New statistical approach: changes in forest fires in the 19th and 20th centuries were man-made
Credit: D. Bryka?a, Polish Academy of Science
How do humans affect forest fires? And what can we learn from forest fires in the past for the future of forestry? An international team of researchers led by Elisabeth Dietze, formerly at the German Research Centre for Geosciences GFZ in Potsdam and now at the Alfred Wegener Institute – Helmholtz Centre for Polar and Marine Research, now provides new answers to these questions. The research team has shown for a region in north-eastern Poland that forest fires increasingly occurred there after the end of the 18th century with the change to organised forestry. Among other things, the conversion of forests into pine monocultures played a role. The increased number of fires subsequently made it necessary to manage and maintain the forests differently. The researchers report on this in the journal PLOS ONE.

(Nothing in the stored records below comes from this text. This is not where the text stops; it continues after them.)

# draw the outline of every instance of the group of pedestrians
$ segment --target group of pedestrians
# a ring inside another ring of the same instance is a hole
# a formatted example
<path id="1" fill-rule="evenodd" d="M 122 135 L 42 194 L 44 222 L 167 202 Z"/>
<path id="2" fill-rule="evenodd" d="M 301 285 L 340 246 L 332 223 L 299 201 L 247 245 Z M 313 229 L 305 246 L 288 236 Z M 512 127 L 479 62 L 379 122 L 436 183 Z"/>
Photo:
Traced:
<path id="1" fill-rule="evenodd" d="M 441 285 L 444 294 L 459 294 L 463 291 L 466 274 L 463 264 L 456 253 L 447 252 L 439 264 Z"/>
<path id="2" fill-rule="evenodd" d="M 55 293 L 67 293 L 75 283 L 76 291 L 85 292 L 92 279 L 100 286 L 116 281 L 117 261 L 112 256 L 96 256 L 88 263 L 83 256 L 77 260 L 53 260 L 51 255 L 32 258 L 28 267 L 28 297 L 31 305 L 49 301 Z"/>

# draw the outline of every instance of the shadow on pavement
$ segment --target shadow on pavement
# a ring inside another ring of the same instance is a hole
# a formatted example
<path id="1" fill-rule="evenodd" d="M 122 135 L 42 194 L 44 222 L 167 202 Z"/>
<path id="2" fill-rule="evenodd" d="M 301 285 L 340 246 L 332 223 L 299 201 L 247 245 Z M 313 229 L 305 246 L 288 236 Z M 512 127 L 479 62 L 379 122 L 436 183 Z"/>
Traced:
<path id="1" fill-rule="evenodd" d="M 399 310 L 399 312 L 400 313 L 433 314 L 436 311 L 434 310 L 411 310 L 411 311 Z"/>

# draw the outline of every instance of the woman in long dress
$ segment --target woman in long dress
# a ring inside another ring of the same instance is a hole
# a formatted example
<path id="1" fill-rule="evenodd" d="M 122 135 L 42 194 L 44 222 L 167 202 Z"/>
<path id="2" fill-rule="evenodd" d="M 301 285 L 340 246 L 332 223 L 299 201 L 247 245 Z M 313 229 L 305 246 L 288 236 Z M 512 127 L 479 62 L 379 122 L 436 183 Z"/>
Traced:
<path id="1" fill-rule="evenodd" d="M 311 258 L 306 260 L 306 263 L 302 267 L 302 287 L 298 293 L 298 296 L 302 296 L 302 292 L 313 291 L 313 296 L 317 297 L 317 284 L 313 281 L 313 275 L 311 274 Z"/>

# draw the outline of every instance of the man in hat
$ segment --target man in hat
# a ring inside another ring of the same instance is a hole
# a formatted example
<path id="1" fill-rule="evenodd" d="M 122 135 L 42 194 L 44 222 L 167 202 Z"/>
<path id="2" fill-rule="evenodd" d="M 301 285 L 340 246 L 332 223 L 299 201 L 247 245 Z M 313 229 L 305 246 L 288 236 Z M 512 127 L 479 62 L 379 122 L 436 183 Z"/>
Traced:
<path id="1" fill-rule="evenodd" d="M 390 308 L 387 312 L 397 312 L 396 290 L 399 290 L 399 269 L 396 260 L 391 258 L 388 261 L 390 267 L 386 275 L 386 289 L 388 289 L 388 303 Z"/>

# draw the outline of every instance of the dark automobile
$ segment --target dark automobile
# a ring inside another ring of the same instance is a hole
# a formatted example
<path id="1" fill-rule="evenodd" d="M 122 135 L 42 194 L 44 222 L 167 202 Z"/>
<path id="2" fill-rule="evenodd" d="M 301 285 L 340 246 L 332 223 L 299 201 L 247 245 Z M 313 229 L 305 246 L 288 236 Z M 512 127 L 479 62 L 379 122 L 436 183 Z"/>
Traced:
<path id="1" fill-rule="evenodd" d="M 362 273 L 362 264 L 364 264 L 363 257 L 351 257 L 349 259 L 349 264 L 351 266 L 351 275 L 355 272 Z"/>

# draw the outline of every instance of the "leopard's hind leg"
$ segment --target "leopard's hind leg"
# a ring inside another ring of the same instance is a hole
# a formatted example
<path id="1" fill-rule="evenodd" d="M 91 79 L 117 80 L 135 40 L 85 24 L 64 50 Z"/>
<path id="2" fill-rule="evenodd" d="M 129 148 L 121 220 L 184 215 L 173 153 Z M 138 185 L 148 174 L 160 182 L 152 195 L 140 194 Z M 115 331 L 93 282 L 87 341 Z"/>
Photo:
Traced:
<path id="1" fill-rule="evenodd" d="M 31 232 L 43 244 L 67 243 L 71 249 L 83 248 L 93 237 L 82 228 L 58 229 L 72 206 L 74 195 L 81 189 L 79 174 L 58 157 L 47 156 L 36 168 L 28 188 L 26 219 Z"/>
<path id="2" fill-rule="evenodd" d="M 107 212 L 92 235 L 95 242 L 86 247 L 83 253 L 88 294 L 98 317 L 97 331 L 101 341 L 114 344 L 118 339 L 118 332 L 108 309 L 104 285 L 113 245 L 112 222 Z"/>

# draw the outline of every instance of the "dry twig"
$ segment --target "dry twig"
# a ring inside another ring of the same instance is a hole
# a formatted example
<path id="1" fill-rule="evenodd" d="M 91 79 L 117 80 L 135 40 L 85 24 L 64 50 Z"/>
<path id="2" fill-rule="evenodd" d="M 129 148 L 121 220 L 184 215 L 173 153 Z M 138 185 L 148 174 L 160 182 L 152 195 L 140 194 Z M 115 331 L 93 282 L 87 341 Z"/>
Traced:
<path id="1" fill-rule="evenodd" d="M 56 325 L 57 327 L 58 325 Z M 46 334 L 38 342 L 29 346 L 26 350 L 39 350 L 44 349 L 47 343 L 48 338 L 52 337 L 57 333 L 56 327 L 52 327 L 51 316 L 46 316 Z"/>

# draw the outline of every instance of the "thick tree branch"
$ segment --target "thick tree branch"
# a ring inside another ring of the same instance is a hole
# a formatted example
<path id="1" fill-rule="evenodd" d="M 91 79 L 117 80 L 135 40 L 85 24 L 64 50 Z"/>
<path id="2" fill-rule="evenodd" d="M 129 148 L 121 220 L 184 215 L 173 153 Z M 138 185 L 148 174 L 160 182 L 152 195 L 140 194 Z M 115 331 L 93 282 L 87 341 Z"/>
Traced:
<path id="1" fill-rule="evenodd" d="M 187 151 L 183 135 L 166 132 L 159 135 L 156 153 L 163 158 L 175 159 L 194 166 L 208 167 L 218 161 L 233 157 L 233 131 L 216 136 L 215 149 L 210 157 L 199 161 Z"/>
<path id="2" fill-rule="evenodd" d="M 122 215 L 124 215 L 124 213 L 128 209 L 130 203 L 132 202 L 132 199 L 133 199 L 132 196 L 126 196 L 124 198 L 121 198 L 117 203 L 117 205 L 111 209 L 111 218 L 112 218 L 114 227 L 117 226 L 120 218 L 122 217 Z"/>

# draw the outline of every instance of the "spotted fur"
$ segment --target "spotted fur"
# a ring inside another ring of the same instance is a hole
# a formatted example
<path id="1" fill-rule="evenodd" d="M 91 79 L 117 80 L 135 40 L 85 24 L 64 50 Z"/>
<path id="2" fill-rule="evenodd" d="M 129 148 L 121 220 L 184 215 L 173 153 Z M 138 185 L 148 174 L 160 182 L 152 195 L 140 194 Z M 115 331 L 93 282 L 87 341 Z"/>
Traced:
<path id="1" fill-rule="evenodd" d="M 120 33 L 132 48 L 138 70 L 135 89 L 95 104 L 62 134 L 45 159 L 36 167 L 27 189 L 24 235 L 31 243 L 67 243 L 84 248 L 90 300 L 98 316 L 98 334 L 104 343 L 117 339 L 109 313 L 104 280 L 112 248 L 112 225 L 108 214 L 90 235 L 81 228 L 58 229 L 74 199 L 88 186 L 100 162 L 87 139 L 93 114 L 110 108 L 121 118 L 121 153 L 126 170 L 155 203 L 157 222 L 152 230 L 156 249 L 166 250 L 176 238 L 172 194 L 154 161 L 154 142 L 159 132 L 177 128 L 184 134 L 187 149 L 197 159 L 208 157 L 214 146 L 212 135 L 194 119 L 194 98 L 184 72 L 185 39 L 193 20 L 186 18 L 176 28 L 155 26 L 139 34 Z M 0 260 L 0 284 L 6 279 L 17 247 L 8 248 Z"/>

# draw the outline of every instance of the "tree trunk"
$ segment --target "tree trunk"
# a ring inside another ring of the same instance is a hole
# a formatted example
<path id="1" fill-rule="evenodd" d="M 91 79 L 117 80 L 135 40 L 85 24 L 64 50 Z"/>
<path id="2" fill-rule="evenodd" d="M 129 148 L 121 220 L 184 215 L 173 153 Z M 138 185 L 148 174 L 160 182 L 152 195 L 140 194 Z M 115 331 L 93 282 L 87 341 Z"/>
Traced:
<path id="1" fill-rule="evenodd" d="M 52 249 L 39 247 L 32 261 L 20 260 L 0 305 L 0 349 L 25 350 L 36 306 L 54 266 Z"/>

Every natural landscape has its own pattern of how fires behave there. This pattern is also known as the “fire regime”. Fire regimes are directly linked to the landscape, its vegetation and climate. Humans can change these regimes by managing a landscape. However, little is yet known about how they influenced fire regimes before the beginning of active forest fire fighting. Among the past 250 years, the human contribution to the global increase in fires during the mid- 19th century is particularly unclear, as the data available for this period is not comprehensive.
In the study published now, the researchers examined the extent to which forest management influenced the fire regime in a temperate forest landscape around Lake Czechowskie in the Bory Tucholskie (English: Tuchola Forest). Bory Tucholskie located in north-eastern Poland is one of the largest forest areas of Central Europe. The researchers combined evidence from various sources, such as pieces of charcoal and molecules formed during biomass combustion, so-called molecular fire markers. The investigated material originated from drilling cores of lake sediments. The researchers applied a new statistical approach to the classification of fires to their samples. They compared their measurements with independent climate and vegetation reconstructions and historical records.
Adaptation needs in the context of climate change
The team found two striking changes in the fire regime in the 19th and 20th centuries, both of which were driven by man. Accordingly, the amount of biomass burned unintentionally increased during the mid-19th century. At that time, the flammable, fast-growing pine monocultures necessary for industrialisation were planted. “After devastating fires in 1863, fire became an important factor in forest management,” explains Elisabeth Dietze.
At the end of the 19th century, state forestry reacted with an active fire prevention strategy. Various measures, such as a denser network of paths, were used to prevent fires. These measures had been very effective over the 20th century and the number of fires had decreased. But after the collapse of the Soviet Union, more pine trees were planted again in the 1990s. The forested area had increased. “In the course of climate change with its temperature rise and more frequent dry summers a new adjustment of forestry is necessary. Fires should be suppressed more effectively in the future and the forest should be restructured – towards more diverse and less flammable tree and shrub species. This is our most important result for forestry,” says Elisabeth Dietze.?
With the new findings, models for predicting fires can be better calibrated. “We can reconstruct fire types more comprehensively than before,” says Elisabeth Dietze. “Even low-intensity fires, such as typical ground fires in contrast to crown fires, can be detected with molecular fire markers, which was not possible with charcoal alone.”
The study is a cooperation between scientists from the Netherlands and Canada and partners in ‘ICLEA – Virtual Institute for Integrated Climate and Landscape Development Analysis’. As partners the GFZ, the Ernst Moritz Arndt University Greifswald, the Brandenburg Technical University Cottbus together with the Polish Academy of Sciences bundle their research capacities and expertise to investigate the climate and landscape development of the historical cultural landscape between North East Germany and North West Poland.